Sunday, February 28, 2010

not enough silence

"Where shall the word be found, where will the word resound? Not here, there is not enough silence." T.S. Eliot, Ash Wednesday

Crystal put this up on her facebook page the other day and it hit me like a ton a bricks.

What a world this could be if we knew how good silence was for us. What a different person I could be if I didn't look for ways to keep myself busy whenever I have the chance to sit, meditate, breathe. I'm so happily surrounded by people, my beautiful family, and so addicted to their presence that I almost cower when I'm alone.

But when I do manage to embrace the space when I have it, something profound happens to me spiritually. I know who I am. I know who I want to be. I feel divine love. I feel peace. My head defragments. I am energized and renewed.

Where will we find truth? Where will God reside? Here in the silence.

Saturday, February 27, 2010

i love this crazy job

I am a full-time EMT working for Central EMS, still green by many standards, having worked a little less than two years in this field. When people call me green, I tell them I like to think of myself as “fresh.” But rather than starting off on the streets full of excitement and wonder, and then gradually burning out as many have, it’s been a strangely upside-down experience for me.

Before I became an EMT, and when I was looking into this field, I had a lot of delusions of fast driving, lights and sirens, excitement, getting away from my office job, and saving lives every hour. And that's why it was so disillusioning at first to see what EMS really is. What I had to learn (and feel like I'm just arriving at) is far different than what the world would have you believe EMS is all about. That we are here for people. We are here to help people no matter what. And especially, the people who aren't easy to help.

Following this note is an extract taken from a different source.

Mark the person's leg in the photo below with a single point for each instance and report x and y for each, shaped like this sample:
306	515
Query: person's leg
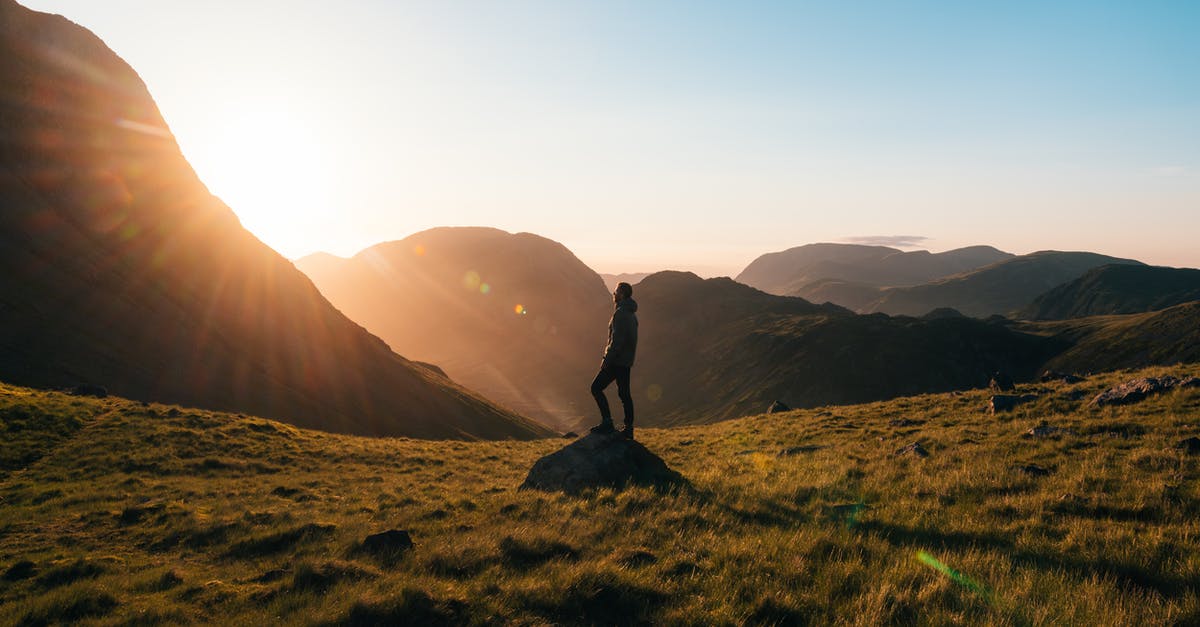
627	398
604	377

If we're twenty hours into a twenty-four hour shift...how can we have a good attitude at three in the morning when we desperately need sleep and a drug seeker or homeless person is abusing our service? We can, but only by realizing that we are here as much or more for them as the ones in critical condition from a car wreck or heart attack. It's easy and fun to help someone who got hurt by accident, who didn't deserve this. But what really excites me about being a paramedic is that when I come to work, I know I will have the chance to help people in all situations - some of them who legitimately need my skills, advanced-life-support knowledge and equipment, and others calling me only because they can’t afford normal care, or they’re afraid and don’t know who to call.

Every day I get to be in a position of leadership, capable of influencing the way people in these vulnerable situations will be treated. For that, I am finally beginning to be so grateful for this crazy job, and learning to love it more than I thought possible two years ago.

Thursday, February 25, 2010

forgive me...

Ok, ok, I promise this blog isn't going to be just a bunch of silly pictures. But I came across this and, being the bacon lover that I am, I absolutely could not help myself:





Yes.

This is a beef and cheese patty wrapped in a bacon turtle shell, with hot dog legs and head! Bar-b-que style.

Yes! Where can I get one of these? Is it possible that things like this really exist? Or is this a mere fantasy designed to ruin my chances of ever enjoying lentil soup and salad? If I was ailing and contacted the Make A Wish foundation, or was on death row and had my final meal request, could they find this for me?

One can only hope.

Tuesday, February 23, 2010

tell me something good

After years of resistence, I've finally decided to start my own blog (I'm going to do my best to not let it become a self-indulgent vent-fest). And if it ever does get that way, you know what to do...









Now if you'll excuse me, I've got some thinking to do.